With properly tested, matched and monitored cells ...
A BMS becomes more an expensive security blanket than a necessity.
1. Eliminate self discharging cells!
Charge cells to rated or anticipated charge voltage
Let set idle for several days and monitor for and eliminate all with a notable self discharge
(I bulk charge large numbers in parallel, then separate to diagnose self discharge)
2. Test IR
An IR meter is rather expensive ...
So I run a comparative IR test
With cells still of equal voltage, apply a measured drain to each cell or pair of cells etc.
Monitor voltage sag with the specific discharge amperage for a specific time
EG 1A or .5C for 1 minute ... ?
Label each cell or pair with the sag voltage for use as it's comparative IR (-.12V)
Cells with excessive IR should be eliminated, or separated for alternate use-project.
3. Test Capacity
Cells can be capacity tested individually
a. But I prefer to do a time and effort saving bulk capacity test
(Use self discharge and IR tests will eliminate most low capacity cells 1st)
I rig 28-30 cells, (typically paired cells = 56-60), in series for a 117.6-126VDC .
Then I attach 2 - 60w (120w) light bulbs for a 1Amp discharge. (1 - 60w for .5A discharge etc.)
(Quick check for any "bad" IR cells I might have missed)
Check-monitor voltages of every cell at specific intervals, 15min = .25Ah, 6min = .1Ah etc.
Monitor very closely as cells near 3.60V, as voltage will drop suddenly near that voltage!
You can end test when first cell hits 3.50V and label each cell with time expired (2 hours = 2000mAh) and residual voltage after discharge removed.
This will give you a reasonably accurate comparative capacity.
You can further, more accurately, test capacity by continuing test with matched cells from subsequent batches of cells.
b. I combine 20 cells (or cell pairs = 40 etc.) in series and discharge through a cheap 90V V-A-W-Ah meter - $12 (requires external battery connected for maintaining mAh reading when cells removed)
Add electrical discharge devices till desired discharge rate attained (2-3 bulb light fixture, various wattages - 50-100-150w 3-way bulb?)
As cells hit discharge voltage ( 3.50V?) remove cells and mark with mAh when cells removed from series.
(For ease, I, now, connect cells in series with small 8mm neodymium magnets, steel wire on end of strings to fold into shorter stings)
(Recharge all cells to identical voltage)

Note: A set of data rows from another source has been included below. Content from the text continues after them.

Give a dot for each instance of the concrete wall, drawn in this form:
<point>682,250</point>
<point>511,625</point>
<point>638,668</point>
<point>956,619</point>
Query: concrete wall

Build banks of equal capacity.
If IR varies noticeably and short of spare cells, distribute a similar sampling of differing IR cells to each bank.
Connect cells in series and parallel and perform a monitored discharge at near anticipated use.
Monitor banks for any sags or low final voltage.
If banks of equal voltages during deep discharge (3.50V?) and after discharge removed, pack is of equal capacity and IR.
Banks of equal voltage after deep discharge (~3.70V?) indicates banks of equal capacity.
If unequal, rated cells can be swapped to equalize.
If' when drain removed, bank voltages diverge, then IR can be adjusted by replacing individual cells with ones of higher or lower comparative IR.
Building banks of equal capacity and IR is more important than individual cells!
It may seem like a lot of effort!
But after many, many builds and 10s of thousands of eBike miles ...
Building it right to begin with saves much time and effort!!!
Banks of equal capacity and IR will discharge and recharge nicely to nearly identical voltages!
Bulk charging recommended with the occasional or scheduled balance charge.
Do monitor charged and discharged voltages for any problem or to determine when balance charge desirable.
Remove self discharging cells
Build banks of equal capacity and IR
Never over charge or discharge
Monitor bank voltages
Never need or want a BMS ... !
I have come to view a BMS as a band-aid for a defective pack!
See - Bulk Capacity Testing
Designed tests for recycled cells ... but
Test new cells too!
If nothing else ... test for self discharge! and demand replacements for these defective-dangerous cells!!!